The effect of comorbidity on mortality rates and the relation between comorbidity and stage of breast cancer were robust. However, our study had several limitations. First, our measure of comorbidity was generated from an analysis of a single population of patients with breast cancer. The prognostic significance of this measure must be tested in other populations. Second, our measure did not account for time intervals between primary comorbid conditions, past or current treatments, the significance of specific combinations of conditions, or the relative severity of conditions. Each of these factors could have important implications for prognosis. For example, in our study and in others [2], the severity of a particular condition was defined in terms of the risk for death for persons with that condition. Other criteria, such as measures of function used by Greenfield and colleagues [16] in their study of comorbidity and breast cancer treatment, should also be considered. More sophisticated measures of comorbidity may contribute to our understanding of racial and socioeconomic differences in survival. Third, the follow-up period (3 years) was relatively short. Although the 3 years after diagnosis is a period of high mortality risk for patients with breast cancer, the long-term effects of comorbidity and stage must also be examined.

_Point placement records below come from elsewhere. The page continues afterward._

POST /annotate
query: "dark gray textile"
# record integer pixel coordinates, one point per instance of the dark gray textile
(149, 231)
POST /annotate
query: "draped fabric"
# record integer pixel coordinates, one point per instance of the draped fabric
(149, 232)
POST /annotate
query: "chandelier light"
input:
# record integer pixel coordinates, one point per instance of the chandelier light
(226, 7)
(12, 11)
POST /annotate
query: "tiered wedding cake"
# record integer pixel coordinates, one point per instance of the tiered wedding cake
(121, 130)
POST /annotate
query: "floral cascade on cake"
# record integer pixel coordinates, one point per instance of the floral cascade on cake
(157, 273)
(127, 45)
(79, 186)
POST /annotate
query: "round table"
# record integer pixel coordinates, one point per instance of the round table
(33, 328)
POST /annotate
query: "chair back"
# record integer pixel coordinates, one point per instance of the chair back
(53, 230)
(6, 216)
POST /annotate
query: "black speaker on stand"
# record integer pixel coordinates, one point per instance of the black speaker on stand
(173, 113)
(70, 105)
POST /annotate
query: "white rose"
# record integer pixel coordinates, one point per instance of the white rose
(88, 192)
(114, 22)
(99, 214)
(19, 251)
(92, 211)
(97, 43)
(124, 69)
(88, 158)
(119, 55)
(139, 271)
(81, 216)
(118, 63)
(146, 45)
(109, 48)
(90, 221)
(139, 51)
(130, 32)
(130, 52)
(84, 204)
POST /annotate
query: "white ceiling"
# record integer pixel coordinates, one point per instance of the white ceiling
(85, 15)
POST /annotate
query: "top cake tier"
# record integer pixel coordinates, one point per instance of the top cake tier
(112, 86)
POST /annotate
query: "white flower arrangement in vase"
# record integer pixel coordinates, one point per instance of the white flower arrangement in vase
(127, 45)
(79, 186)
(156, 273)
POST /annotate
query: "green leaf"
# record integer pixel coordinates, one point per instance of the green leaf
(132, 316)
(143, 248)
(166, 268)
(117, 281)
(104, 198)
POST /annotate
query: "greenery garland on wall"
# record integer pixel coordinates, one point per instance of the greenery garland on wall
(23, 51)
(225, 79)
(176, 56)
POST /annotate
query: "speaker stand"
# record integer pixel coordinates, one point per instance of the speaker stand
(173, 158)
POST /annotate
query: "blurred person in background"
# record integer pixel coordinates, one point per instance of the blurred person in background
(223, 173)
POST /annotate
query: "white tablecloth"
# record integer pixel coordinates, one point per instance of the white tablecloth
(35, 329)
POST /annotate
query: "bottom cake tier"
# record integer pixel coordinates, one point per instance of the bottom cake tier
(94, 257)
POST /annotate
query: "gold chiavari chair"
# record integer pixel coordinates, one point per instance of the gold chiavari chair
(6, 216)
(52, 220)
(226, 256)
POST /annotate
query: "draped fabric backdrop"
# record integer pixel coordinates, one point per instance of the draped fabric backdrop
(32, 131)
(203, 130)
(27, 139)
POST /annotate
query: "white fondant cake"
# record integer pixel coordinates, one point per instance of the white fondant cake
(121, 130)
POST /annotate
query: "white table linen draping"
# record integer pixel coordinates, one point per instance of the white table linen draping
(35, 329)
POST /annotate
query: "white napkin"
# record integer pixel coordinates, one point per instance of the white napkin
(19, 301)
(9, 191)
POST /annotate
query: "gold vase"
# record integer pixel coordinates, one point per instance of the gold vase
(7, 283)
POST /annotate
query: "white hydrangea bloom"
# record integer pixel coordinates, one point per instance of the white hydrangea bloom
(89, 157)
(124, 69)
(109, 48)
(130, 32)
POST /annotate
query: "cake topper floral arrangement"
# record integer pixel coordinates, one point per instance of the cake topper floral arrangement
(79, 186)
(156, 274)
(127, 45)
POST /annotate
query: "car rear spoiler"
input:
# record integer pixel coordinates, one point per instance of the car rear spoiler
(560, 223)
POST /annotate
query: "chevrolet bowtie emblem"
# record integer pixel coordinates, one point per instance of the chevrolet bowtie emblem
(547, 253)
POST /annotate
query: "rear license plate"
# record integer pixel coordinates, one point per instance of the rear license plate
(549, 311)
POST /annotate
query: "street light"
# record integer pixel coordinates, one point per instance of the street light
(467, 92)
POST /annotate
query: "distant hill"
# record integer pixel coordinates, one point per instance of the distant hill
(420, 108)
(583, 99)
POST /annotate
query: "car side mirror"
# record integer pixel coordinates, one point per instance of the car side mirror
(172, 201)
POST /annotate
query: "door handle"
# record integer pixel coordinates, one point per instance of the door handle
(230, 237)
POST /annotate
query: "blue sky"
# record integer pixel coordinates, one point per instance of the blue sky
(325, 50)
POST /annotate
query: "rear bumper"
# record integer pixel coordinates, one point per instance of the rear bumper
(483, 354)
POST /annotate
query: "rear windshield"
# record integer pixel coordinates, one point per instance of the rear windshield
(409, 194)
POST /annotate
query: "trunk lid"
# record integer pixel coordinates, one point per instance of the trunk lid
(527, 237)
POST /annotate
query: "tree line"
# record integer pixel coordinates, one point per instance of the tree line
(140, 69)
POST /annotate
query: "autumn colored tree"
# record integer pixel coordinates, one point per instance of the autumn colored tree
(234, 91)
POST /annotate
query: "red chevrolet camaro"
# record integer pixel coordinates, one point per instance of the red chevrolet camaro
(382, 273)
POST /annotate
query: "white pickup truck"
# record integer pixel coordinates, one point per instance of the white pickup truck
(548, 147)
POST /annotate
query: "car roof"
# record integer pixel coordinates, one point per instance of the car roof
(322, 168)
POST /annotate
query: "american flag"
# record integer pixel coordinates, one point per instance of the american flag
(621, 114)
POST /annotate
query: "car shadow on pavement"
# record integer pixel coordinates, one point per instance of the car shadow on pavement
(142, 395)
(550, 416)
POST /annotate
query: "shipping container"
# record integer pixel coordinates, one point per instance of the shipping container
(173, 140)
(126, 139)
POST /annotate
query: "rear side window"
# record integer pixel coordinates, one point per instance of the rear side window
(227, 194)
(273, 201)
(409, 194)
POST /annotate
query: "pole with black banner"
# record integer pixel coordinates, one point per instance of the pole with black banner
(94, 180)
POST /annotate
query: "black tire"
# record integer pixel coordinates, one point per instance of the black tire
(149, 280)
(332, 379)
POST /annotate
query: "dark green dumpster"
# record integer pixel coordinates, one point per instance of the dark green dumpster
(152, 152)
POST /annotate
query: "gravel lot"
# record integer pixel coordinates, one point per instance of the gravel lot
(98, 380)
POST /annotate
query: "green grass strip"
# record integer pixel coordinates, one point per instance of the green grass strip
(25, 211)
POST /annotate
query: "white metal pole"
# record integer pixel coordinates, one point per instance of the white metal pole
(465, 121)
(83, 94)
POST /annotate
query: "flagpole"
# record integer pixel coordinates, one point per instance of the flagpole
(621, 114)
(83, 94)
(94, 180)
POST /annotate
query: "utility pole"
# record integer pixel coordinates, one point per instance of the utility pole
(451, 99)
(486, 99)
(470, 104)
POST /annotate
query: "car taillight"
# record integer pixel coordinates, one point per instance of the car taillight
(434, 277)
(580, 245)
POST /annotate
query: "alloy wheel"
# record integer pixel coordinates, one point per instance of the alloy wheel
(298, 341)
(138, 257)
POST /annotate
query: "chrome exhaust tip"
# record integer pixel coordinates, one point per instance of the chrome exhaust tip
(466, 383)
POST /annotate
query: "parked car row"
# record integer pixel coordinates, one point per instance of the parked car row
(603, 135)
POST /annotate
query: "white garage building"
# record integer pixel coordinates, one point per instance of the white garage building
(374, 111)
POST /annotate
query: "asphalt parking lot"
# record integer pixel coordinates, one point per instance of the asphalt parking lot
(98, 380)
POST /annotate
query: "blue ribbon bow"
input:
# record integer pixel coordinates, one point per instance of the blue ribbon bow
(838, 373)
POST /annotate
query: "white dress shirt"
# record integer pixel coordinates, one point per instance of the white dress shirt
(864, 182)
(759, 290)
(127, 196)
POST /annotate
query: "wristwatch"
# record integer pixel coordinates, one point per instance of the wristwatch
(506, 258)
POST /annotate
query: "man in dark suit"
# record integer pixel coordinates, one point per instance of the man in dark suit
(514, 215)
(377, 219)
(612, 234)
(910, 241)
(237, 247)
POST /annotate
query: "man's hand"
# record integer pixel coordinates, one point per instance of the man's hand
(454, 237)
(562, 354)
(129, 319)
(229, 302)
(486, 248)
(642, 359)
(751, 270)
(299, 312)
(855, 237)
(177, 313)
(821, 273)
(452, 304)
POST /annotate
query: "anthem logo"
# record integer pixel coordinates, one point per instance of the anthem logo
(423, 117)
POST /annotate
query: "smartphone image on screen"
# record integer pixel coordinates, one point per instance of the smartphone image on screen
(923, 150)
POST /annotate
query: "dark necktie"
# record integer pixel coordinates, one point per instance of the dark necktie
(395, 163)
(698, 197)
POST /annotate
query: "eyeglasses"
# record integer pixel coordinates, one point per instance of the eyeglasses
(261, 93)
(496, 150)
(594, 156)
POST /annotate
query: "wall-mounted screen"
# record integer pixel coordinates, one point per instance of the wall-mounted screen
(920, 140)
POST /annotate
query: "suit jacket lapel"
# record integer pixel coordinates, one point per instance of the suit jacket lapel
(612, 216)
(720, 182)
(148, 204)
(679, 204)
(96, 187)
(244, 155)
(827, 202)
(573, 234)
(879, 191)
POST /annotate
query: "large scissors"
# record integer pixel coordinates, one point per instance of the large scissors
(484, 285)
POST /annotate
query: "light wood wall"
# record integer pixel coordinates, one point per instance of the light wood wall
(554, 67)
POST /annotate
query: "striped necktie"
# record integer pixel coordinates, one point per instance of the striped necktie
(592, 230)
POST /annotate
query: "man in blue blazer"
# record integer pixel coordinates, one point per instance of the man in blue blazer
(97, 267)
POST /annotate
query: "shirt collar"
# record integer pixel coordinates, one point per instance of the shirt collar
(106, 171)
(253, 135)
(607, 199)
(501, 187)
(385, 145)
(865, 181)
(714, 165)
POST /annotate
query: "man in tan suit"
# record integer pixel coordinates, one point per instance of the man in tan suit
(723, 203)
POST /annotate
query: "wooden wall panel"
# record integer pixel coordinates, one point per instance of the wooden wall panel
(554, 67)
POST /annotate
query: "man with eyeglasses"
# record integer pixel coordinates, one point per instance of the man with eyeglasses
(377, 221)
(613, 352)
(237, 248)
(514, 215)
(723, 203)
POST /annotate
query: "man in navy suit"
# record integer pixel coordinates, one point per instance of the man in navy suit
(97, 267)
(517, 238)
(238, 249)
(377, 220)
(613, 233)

Care must be taken in considering the policy implications of our findings. To recommend special screening guidelines for women with severe comorbidity would be premature. Studies must be done in other populations and for longer periods, and investigators must consider the effects of competing causes of death. The most definitive results will come from clinical trials. As more refined measures of comorbidity are developed, it may be possible to conduct clinical trials in which women are stratified by level of comorbidity. Within each stratum, women could be randomly assigned to different screening protocols, perhaps each with different time intervals between mammograms. In accord with recent recommendations, investigators conducting clinical trials should include quality-of-life end points [17, 18]. The results of such studies could establish a basis for designing more effective screening procedures for breast cancer.